Surpreendentemente, as imagens de cavalos-marinhos, que têm aproximadamente 2,5 centímetros de comprimento, estavam repletas de “fotobombas” de vermes. Os membros, cabeças e caudas dos vermes emergiam dos buracos de corais. Os cientistas também relataram ter contado sete exemplos de vermes escalando os corpos dos cavalos-marinhos. Os túneis dos vermes se espalhavam pelas ramificações de corais e para os pólipos, com a estimativa de que cerca de 84% das corais fotografadas apresentavam infestações de vermes.
Ampliação do conhecimento sobre a distribuição de vermes branquiais
Antes desse estudo, muito pouco se sabia sobre o alcance e os hábitos do H. anthogorgicola. “Montar o quebra-cabeça sobre os estilos de vida de animais difíceis de encontrar é especialmente desafiador, especialmente quando a pesquisa publicada sobre eles é quase inexistente”, afirmou Fourreau. No entanto, a pesquisa revelou que a informação disponível sobre espécies mais conhecidas pode ser reaproveitada para aprender sobre aquelas menos estudadas, como os vermes.
O uso das coordenadas GPS das fotos do iNaturalist ampliou significativamente a distribuição potencial dos vermes, que agora se estende muito mais ao sul do que se pensava anteriormente. Os novos dados abrangem regiões como Austrália, Timor-Leste, Indonésia, Japão, Malásia, Nova Caledônia, Papua Nova Guiné, Filipinas e Taiwan.

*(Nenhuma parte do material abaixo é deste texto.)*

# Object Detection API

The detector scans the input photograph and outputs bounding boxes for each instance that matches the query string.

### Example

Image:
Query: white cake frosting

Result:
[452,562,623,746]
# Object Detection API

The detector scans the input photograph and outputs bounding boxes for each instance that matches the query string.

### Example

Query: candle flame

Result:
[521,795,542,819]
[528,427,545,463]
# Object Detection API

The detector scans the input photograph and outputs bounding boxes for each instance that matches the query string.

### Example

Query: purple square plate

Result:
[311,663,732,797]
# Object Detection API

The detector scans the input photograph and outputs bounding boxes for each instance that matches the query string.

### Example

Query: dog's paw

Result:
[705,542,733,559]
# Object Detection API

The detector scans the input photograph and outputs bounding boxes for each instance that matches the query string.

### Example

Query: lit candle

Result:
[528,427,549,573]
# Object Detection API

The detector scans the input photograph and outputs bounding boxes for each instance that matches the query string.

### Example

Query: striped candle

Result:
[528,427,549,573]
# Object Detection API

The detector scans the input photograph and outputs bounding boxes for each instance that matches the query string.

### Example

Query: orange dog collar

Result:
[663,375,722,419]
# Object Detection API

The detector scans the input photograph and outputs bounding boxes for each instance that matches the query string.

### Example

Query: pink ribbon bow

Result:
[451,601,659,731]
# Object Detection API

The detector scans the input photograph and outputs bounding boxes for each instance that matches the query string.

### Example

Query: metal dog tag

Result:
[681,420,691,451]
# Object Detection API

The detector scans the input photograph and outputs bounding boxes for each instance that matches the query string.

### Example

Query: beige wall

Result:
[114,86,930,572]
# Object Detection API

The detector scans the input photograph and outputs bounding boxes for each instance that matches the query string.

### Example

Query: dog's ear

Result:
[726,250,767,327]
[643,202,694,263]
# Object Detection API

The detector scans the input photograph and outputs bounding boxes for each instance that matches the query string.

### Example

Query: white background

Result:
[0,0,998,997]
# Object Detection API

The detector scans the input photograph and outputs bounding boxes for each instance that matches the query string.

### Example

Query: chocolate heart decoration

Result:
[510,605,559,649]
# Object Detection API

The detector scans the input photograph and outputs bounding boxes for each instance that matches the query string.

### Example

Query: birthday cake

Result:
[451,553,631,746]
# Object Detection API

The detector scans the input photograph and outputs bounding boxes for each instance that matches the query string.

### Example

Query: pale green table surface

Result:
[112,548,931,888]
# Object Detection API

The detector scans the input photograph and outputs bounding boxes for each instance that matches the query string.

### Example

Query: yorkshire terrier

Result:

Fatos intrigantes sobre a interação dos vermes com os corais
O estudo de 1956 de Utinomo restringia a associação dos vermes a apenas uma espécie de coral — Anthogorgia bocki — porém a análise das fotos sugere que esses vermes habitam outros corais do mesmo gênero. Além disso, as imagens proporcionaram a primeira evidência de interação direta entre os vermes e os cavalos-marinhos.
Os poliquetas habitam uma diversidade de habitats, incluindo gelo polar, fontes hidrotermais profundas e os vastos oceanos abertos. Eles são fundamentais para a teia alimentar marinha e ajudam a construir habitat para outros animais. As fotos do iNaturalist também responderam algumas perguntas pendentes sobre o estilo de vida e os hábitos do H. anthogorgicola, mas Fourreau reafirmou que ainda há muito a ser aprendido sobre a relação entre esses vermes e os corais que habitam.